At the Concours d’ Elegance, the 2018 Pinnacle Collectors, sometimes called the “Collector Car Royalty” are Peter and Merle Mullin, known for their Los Angeles museum of the Art Deco era, featuring spectacular automobiles when magnificent automobiles were created and celebrated as fine art. The Mullin collection of more than 140 vehicles which were fully restored as original masterpieces of European curve coachwork, known as the voluptuous French curve, and hand craftsmanship, second to none in the world. Many of the automobiles in the collection have a legacy of winning historic races such as the 24 Hours of Le Mans and Grand Prix de Pau together with numerous awards at concours d’ elegance. For Pinnacle display three of Mullin’s finest automobiles were featured including the 1939 Delahaye Type 165 Cabriolet, the 1937 Talbot Lago T150-C-S and the extremely rare 1938 Dubonnet Xenia Hispano Suiza.
Once marketed as “The Car of Tomorrow”, the 1939 French Delahaye Type 165 Cabriolet debuted at the New York World’s Fair showcasing the leading technology of the era. After a successful year of racing the record-breaking Type 145 against the German and Italian race cars, Delahaye decided to feature this stunning aerodynamic cabriolet on a global platform. With Figoni’s, voluptuous curves, known as the teardrop style, the bright red, streamlined touring cabriolet with a V-12 engine is one of six manufactured with only two in existence today.
The inventor, race car driver and World War I fighter pilot, Andre Dubonnet designed the silver 1938 Dubonnet Xenia, breaking from the traditional “boxy” motor coach design, showcased his engineering skills and aviation background. The stunning Xenia was a Saoutchik’s teardrop-shaped coach coupled with the H6 Hispano-Suiza engine and the revolutionary coil-spring hyper flex suspension system creating the sensation of flight when driving. As Andre Dubonnet’s personal car, the Xenia coupe was hidden during World War II, and reappeared in a Parisian parade in 1946. The Mullin Automotive Museum purchased the coupe in 2003 followed by a complete restoration. The Xenia is extremely rare being the only coupe ever manufactured.

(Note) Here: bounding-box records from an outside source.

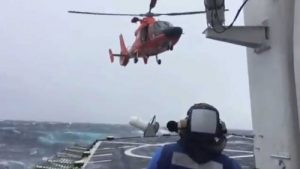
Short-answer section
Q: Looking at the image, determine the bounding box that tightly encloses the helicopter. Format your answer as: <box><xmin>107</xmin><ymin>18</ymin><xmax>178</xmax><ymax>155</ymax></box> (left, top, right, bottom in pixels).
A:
<box><xmin>68</xmin><ymin>0</ymin><xmax>206</xmax><ymax>66</ymax></box>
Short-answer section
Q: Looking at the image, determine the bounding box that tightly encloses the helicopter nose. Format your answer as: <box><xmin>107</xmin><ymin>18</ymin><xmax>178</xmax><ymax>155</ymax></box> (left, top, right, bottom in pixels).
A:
<box><xmin>163</xmin><ymin>27</ymin><xmax>182</xmax><ymax>38</ymax></box>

In the spirit of Art Deco, Joseph Figoni with his French curve styling created fine art, the magenta 1937 Tabot-Lago Type 150 C-S so aerodynamic that “The Teardrop” won the French Grand Prix along with international acclaim. Marking the peak of the Streamline Moderne movement, the Talbot-Lago company created the touring coupe dominating the concours d’ elegance, still today – a testimony to the Teardrop’s aerodynamic shape, racing speed and elegance. Of the fourteen Teardrops produced, thirteen exist today thanks to the Hollywood elites who purchased the coupes and transported them to the United States before the outbreak of World War II.

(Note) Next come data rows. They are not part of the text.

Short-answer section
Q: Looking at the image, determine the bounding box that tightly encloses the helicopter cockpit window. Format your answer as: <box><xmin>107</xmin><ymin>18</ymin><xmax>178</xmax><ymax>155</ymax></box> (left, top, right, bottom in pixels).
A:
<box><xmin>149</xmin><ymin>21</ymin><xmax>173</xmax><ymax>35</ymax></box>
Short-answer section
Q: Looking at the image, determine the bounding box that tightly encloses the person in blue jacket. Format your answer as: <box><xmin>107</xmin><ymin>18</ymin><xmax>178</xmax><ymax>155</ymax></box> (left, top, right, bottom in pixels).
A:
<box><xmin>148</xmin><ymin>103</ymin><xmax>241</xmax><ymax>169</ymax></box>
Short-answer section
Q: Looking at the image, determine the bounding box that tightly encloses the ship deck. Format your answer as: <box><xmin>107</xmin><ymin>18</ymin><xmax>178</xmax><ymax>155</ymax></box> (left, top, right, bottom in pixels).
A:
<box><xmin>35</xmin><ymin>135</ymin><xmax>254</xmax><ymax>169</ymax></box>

In addition to the Pinnacle Collectors display, the Concours D’ Elegance included collector vehicles judged in four groups: Rolling Art, Production and Performance, Road and Track, and Motorcycles. Mode Lifestyle Magazine photographer, Terry Check, captured the 1912 Hudson “Mile-A-Minute” Speedster, the Peugeot Darl’ Mat Special Sport and the 1934 Mercedes-Benz 500K. The beautifully sculpted, hood ornaments of the 1930s classic cars are Art Deco collector’s dream since the original figurines are so difficult to find.